Девушка тотчас появилась в проёме двери, ведущей на кухню.
— Прими заказ, — Костя жестом показал на Валеру.
— Не гони! Я напёрся, как верблюд, — смутившись, тихо ответил тот.
— Тогда принеси нам чаю, — распорядился Костя.
— Ладно, мужики, я погнал, — поднялся Павел из-за стола и протянул по очереди руку друзьям. — Спасибо, Костян.
— Денег не надо. Второй раз свадьбу играешь у меня в клубе. Я тебе по дружбе по двойному тарифу посчитаю. Да, кстати. Как все жлобы, Эдик любит шару. Ты сделай ему при встрече босяцкий подгон — и он твой навеки. Или хотя бы на время решения твоих проблем.
— А что подогнать-то?
— Ну, я не знаю. Шампанское «Дом Периньон» или коньяк «Хенесси». Эдик, как сорока, любит всё блестящее, заграничное. Отечественное — не жалует.

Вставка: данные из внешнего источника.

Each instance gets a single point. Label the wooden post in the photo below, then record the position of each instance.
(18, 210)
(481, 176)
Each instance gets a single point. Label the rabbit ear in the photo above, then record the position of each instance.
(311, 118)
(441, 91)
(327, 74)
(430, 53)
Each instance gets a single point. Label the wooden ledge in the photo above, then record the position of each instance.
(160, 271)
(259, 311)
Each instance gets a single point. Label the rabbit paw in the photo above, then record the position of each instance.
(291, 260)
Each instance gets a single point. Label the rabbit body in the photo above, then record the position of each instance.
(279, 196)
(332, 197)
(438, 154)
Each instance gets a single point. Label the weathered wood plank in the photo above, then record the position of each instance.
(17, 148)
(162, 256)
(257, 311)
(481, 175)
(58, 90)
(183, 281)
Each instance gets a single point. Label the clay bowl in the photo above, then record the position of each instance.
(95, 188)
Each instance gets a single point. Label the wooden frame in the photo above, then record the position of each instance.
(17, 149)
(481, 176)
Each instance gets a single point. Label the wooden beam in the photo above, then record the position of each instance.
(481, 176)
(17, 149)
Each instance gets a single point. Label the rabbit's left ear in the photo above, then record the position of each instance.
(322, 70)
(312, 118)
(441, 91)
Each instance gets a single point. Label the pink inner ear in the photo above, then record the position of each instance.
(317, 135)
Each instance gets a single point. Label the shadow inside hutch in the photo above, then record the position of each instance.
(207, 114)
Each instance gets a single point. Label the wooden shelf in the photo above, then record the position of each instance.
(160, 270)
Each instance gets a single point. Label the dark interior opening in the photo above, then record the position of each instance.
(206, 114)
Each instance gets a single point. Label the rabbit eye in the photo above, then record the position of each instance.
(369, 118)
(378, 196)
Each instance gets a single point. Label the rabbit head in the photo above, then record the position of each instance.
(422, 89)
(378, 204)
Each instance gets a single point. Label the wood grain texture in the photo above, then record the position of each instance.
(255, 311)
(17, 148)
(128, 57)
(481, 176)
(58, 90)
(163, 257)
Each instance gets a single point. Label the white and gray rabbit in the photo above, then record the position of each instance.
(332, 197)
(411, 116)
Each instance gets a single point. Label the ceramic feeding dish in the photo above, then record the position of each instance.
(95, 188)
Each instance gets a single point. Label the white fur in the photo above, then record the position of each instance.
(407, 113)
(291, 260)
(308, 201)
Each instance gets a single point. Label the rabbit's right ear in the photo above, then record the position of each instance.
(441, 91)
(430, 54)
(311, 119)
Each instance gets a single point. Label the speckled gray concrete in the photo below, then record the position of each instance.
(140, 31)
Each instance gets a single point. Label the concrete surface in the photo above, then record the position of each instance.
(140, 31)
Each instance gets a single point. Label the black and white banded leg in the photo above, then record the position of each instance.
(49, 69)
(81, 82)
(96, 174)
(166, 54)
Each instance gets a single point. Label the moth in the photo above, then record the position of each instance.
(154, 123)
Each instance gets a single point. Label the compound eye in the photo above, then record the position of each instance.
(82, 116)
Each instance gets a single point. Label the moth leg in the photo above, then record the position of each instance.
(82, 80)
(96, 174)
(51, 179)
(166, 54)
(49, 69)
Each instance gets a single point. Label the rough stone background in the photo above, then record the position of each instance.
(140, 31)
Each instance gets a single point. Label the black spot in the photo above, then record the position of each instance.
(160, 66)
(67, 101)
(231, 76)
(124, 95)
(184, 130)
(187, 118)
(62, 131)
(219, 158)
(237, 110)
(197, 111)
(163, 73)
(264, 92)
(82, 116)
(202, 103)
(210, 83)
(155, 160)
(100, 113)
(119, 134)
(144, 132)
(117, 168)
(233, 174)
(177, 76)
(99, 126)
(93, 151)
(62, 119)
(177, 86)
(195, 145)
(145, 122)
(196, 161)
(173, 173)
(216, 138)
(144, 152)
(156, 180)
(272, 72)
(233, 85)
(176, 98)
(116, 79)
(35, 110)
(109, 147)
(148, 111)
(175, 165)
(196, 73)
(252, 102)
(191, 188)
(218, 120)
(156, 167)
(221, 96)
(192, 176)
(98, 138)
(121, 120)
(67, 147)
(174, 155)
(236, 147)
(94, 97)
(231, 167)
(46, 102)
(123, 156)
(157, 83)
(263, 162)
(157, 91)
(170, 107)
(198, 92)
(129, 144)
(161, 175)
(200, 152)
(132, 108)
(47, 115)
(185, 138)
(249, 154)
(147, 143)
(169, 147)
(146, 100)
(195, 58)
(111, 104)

 Когда за Павлом закрылась дверь, Костя повернулся к Валерке:
— Ну, как тебе клинический случай? Чем дальше в лес, тем — ну его на фиг! Ненормальный. Вот, Валерий Иванович, с каким контингентом приходится работать. И на ваш вопрос, как обычно снимаем стресс, ещё раз с удовольствием отвечу: пьём-с! Наливай!
— Я — Викторович.
— А я чё сказал?
Валерка помолчал, а потом выдал:
— А я ему завидую! Может, он самый нормальный из всей нашей компании.
— Да кто б сомневался, — без эмоции ответил Константин, погружаясь в думы о своих коммерческих проблемах. — Да кризис, мать его! Людей каждый вечер полный зал, а жрут дома. На хрена я повару такие бабки плачу? У меня только пьют да кальян курят. Надо опять повышать цены на спиртное. Иначе — я банкрот.